Quest’ultima scatenò, in quelle regioni di confine, una persecuzione contro gli italiani, mascherata talvolta da rappresaglia per le angherie fasciste, ma che si risolse in vera e propria pulizia etnica, che colpì in modo feroce e generalizzato una popolazione inerme e incolpevole.

La persecuzione, gli eccidi efferati di massa – culminati, ma non esauriti, nella cupa tragedia delle Foibe –  l’esodo forzato degli italiani dell’Istria della Venezia Giulia e della Dalmazia fanno parte a pieno titolo della storia del nostro Paese e dell’Europa.

Si trattò di una sciagura nazionale alla quale i contemporanei non attribuirono – per superficialità o per calcolo – il dovuto rilievo.  Questa penosa circostanza pesò ancor più sulle spalle dei profughi che conobbero nella loro Madrepatria, accanto a grandi solidarietà, anche comportamenti non isolati di incomprensione, indifferenza e persino di odiosa ostilità.

Si deve soprattutto alla lotta strenua degli esuli e dei loro discendenti se oggi, sia pure con lentezza e fatica, il triste capitolo delle Foibe e dell’esodo è uscito dal cono d’ombra ed è entrato a far parte della storia nazionale, accettata e condivisa.
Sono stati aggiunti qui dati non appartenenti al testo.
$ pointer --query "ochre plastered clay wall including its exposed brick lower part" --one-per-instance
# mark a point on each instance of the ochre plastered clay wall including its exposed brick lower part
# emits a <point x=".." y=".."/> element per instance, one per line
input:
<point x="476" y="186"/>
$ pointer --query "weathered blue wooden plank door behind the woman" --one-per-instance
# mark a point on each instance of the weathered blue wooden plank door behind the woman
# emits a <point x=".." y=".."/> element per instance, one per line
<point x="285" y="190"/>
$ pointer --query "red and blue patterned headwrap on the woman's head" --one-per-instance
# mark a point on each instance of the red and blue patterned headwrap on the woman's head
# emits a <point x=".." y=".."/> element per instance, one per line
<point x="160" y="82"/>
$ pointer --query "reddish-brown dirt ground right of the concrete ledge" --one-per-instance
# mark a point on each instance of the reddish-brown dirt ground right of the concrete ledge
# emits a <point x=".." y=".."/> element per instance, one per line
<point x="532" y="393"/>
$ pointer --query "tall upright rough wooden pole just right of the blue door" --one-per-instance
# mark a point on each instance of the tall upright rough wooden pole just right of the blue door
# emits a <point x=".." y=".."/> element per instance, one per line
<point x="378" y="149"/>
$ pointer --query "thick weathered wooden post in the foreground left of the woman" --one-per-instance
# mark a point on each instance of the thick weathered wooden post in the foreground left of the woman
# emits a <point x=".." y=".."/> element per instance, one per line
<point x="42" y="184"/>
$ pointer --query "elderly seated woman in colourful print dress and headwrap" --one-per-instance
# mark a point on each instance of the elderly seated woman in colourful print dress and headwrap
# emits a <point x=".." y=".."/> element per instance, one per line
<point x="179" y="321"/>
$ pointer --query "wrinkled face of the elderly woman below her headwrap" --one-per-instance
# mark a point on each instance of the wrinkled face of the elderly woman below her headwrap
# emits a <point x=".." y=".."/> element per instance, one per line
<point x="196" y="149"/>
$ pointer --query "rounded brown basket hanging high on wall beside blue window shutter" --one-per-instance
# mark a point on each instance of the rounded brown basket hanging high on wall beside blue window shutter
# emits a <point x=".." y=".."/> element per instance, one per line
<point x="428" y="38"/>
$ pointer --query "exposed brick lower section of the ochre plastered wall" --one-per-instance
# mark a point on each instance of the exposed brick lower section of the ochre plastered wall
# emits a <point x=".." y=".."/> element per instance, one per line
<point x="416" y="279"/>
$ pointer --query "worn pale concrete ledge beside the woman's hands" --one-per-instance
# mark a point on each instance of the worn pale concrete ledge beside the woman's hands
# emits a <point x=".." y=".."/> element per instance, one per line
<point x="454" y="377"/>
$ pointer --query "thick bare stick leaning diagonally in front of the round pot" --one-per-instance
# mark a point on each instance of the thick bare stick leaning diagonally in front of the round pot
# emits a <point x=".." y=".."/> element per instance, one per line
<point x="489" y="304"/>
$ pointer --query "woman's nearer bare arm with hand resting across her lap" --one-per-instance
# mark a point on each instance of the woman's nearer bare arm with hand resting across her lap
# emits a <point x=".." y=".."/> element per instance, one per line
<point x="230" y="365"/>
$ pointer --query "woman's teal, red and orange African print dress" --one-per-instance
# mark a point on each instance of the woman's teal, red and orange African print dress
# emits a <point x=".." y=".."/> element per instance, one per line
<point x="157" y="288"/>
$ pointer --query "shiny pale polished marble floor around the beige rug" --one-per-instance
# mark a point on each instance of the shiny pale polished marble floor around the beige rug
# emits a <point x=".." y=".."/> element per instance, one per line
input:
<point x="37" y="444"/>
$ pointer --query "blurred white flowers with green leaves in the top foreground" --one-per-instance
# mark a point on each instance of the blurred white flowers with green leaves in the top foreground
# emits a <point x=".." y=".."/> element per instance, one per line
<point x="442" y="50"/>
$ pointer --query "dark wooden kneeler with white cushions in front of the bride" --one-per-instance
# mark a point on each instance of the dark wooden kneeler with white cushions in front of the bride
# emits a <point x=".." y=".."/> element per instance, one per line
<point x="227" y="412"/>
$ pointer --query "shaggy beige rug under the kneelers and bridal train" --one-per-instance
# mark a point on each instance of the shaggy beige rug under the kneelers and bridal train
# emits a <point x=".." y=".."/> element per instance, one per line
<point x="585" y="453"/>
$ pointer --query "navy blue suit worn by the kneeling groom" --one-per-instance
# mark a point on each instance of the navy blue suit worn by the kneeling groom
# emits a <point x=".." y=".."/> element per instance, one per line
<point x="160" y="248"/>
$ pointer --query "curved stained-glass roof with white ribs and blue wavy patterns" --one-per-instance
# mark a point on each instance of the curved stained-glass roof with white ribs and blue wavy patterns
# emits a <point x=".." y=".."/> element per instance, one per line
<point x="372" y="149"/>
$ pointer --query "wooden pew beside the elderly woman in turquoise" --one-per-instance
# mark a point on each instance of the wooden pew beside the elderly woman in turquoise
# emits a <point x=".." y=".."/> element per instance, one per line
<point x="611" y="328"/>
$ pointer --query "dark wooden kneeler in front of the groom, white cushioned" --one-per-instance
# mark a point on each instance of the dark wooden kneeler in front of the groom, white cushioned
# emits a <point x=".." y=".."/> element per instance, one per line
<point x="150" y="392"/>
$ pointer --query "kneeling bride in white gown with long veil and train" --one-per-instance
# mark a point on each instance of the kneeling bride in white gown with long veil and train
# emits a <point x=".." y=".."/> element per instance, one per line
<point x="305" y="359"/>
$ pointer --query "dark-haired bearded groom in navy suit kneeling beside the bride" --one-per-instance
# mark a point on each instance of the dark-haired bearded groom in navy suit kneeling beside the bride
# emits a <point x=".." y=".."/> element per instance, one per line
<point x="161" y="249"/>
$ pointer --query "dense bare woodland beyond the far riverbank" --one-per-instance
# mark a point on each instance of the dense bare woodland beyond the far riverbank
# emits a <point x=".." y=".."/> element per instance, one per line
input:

Conquistando, doverosamente, la dignità della memoria.

Esistono ancora piccole sacche di deprecabile negazionismo militante. Ma oggi il vero avversario da battere, più forte e più insidioso, è quello dell’indifferenza, del disinteresse, della noncuranza, che si nutrono spesso della mancata conoscenza della storia e dei suoi eventi. Questi ci insegnano che l’odio la vendetta, la discriminazione, a qualunque titolo esercitati, germinano solo altro odio e violenza.
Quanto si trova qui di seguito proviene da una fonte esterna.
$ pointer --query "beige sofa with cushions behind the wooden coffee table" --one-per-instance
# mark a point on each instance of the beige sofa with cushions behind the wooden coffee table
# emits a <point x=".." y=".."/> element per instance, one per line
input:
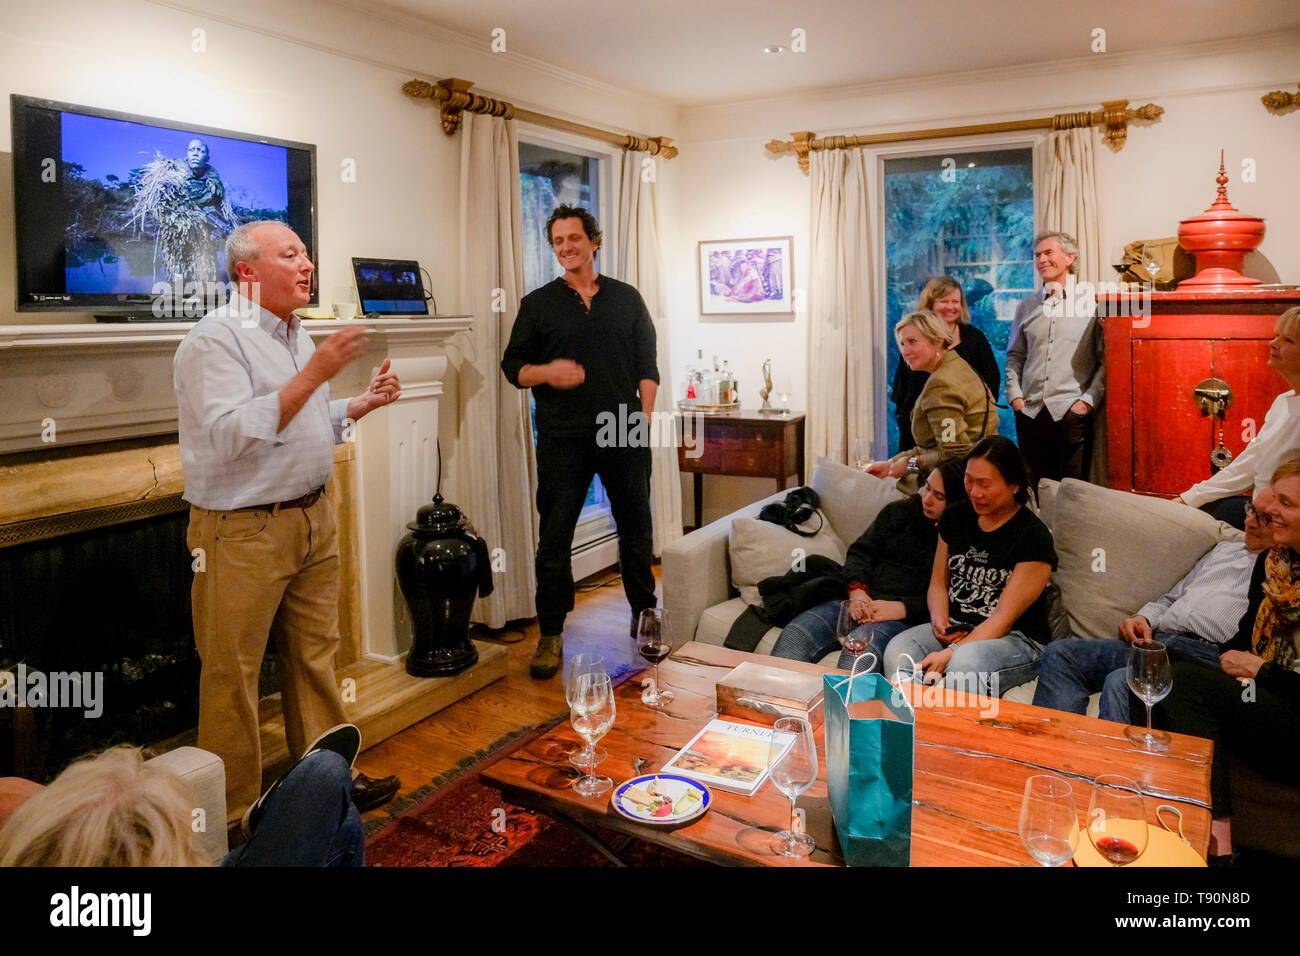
<point x="1117" y="552"/>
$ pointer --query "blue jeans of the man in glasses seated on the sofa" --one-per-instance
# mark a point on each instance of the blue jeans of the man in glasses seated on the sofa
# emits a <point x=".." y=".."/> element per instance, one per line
<point x="1078" y="668"/>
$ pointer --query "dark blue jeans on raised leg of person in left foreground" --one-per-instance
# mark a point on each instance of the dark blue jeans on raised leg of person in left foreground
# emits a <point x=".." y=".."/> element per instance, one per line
<point x="309" y="821"/>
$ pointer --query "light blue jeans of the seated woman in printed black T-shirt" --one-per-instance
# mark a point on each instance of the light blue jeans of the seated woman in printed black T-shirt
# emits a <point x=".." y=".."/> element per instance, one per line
<point x="987" y="668"/>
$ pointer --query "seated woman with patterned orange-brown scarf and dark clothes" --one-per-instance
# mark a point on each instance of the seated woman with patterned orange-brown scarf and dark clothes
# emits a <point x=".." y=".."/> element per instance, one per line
<point x="1250" y="706"/>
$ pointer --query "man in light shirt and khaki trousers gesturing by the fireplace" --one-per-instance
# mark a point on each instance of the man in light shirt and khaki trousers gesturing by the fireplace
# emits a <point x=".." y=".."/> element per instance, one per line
<point x="258" y="434"/>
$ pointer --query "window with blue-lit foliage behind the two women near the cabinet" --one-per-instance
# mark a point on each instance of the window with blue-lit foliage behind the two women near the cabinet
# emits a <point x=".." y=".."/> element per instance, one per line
<point x="972" y="220"/>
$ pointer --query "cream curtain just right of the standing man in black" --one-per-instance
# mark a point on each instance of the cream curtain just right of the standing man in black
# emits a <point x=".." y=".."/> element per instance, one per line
<point x="639" y="263"/>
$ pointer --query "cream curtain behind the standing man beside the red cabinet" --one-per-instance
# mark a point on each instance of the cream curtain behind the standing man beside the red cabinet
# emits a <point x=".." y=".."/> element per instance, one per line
<point x="1065" y="174"/>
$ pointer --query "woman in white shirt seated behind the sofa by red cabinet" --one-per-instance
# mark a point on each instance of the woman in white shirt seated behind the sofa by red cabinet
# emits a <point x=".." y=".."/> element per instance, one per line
<point x="1277" y="442"/>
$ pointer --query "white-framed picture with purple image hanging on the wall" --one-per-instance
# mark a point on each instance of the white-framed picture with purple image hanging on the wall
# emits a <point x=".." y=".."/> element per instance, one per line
<point x="746" y="276"/>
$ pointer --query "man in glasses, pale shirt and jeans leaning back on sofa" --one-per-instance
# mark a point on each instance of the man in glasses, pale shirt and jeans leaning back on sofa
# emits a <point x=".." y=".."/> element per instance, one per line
<point x="1195" y="621"/>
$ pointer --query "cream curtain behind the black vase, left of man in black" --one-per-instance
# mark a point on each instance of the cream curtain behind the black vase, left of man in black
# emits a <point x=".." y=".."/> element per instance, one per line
<point x="496" y="462"/>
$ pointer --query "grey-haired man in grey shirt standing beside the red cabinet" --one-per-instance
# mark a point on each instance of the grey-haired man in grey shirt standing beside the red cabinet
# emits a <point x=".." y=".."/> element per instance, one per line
<point x="1055" y="370"/>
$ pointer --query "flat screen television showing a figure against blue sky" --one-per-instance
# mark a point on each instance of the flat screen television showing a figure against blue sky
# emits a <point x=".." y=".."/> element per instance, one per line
<point x="127" y="217"/>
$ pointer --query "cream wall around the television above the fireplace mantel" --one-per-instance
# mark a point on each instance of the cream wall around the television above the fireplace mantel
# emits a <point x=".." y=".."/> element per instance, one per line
<point x="320" y="73"/>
Alle vittime di quella persecuzione, ai profughi, ai loro discendenti, rivolgo un pensiero commosso e partecipe. La loro angoscia e le loro sofferenze non dovranno essere mai dimenticate. Esse restano un monito perenne contro  le ideologie e i regimi totalitari che, in nome della superiorità dello Stato, del partito o di un presunto e malinteso ideale, opprimono i cittadini, schiacciano le minoranze e negano i diritti fondamentali della persona. E ci rafforzano nei nostri propositi di difendere e rafforzare gli istituti della democrazia e di promuovere la pace e la collaborazione internazionale, che si fondano sul dialogo tra gli Stati e l’amicizia tra i popoli.
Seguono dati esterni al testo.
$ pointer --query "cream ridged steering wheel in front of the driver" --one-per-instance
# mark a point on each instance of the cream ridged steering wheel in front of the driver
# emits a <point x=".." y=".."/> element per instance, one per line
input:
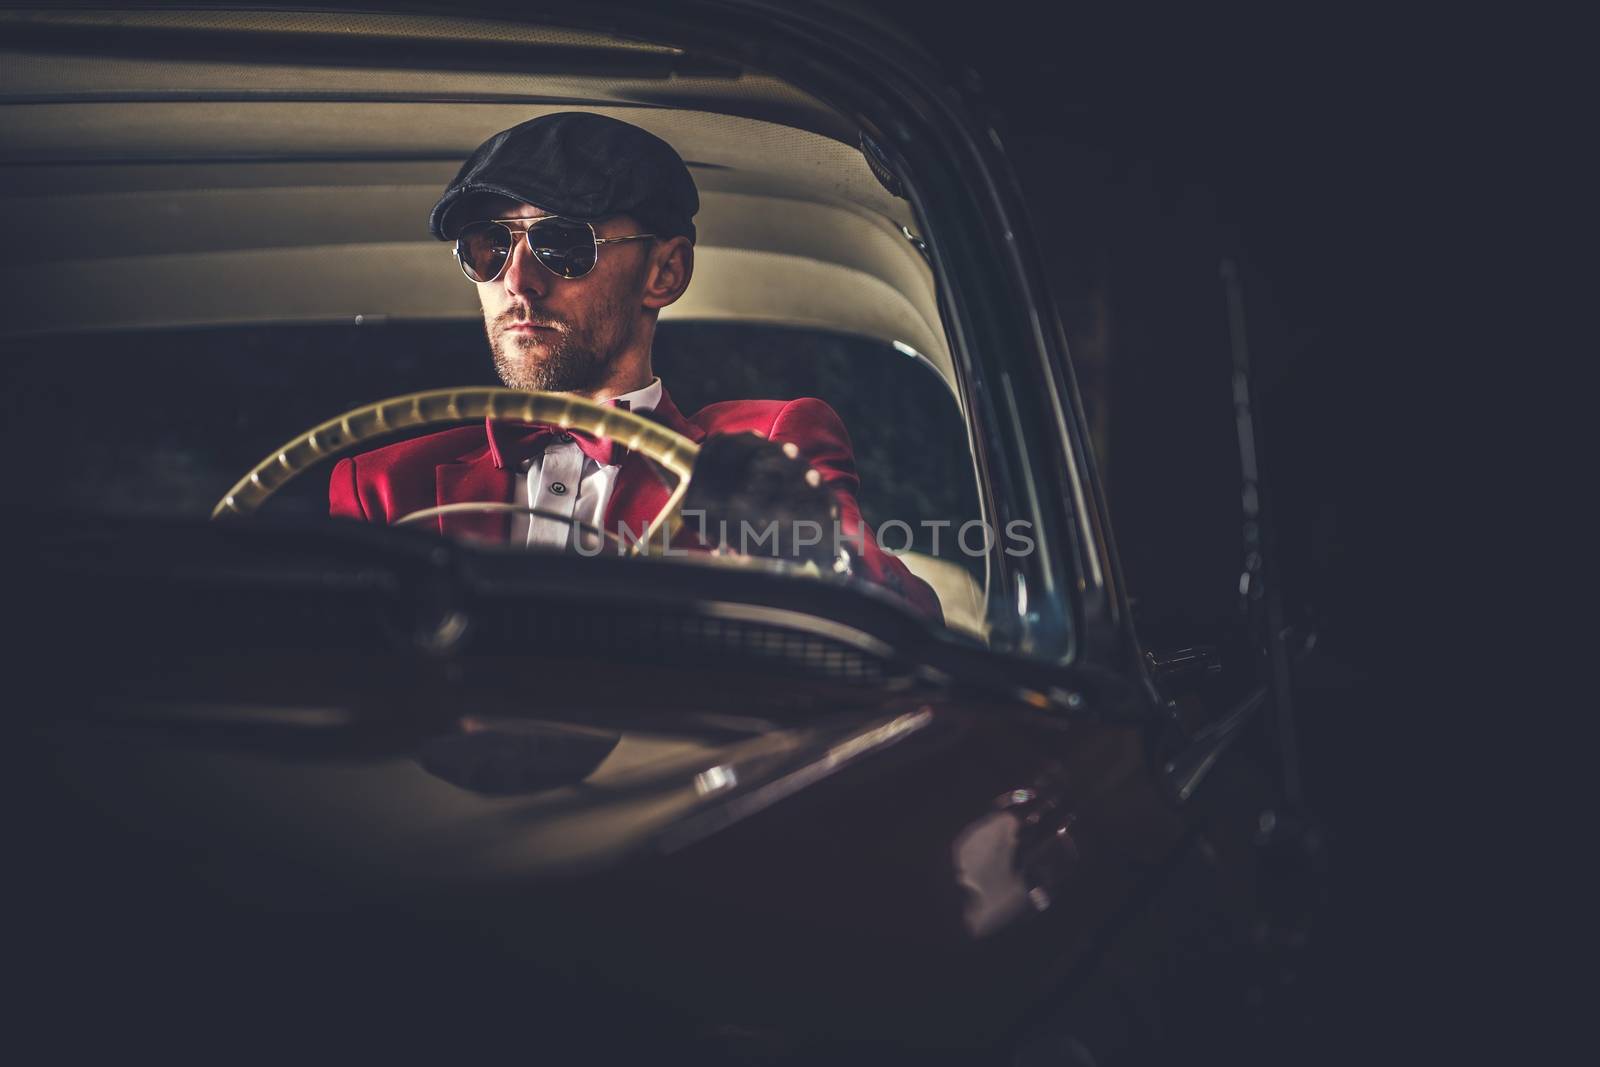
<point x="634" y="433"/>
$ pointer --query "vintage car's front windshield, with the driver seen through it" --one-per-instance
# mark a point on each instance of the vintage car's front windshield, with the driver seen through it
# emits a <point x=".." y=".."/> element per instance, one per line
<point x="210" y="278"/>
In quelle stesse zone che furono, nella prima metà del Novecento, teatro di guerre e di fosche tragedie, oggi condividiamo, con i nostri vicini di Slovenia e Croazia, pace, amicizia e collaborazione, con il futuro in comune in Europa e nella comunità internazionale».


“Onore ai Martiri delle , migliaia di uomini, donne e bambini, massacrati dai comunisti solo perché italiani”.
Così su Twitter il leader della Lega, Matteo Salvini, che questa mattina parteciperà assieme alla leader di Fdi Giorgia Meloni alle celebrazioni prima alla foiba di Monrupino e poi al Sacrario di Basovizza in provincia di Trieste in occasione del Giorno del Ricordo. Alle 16, invece, al Senato si terrà una commemorazione con il presidente del Consiglio Giuseppe Conte e i presidenti di Camera e Senato Roberto Fico ed Elisabetta Casellati.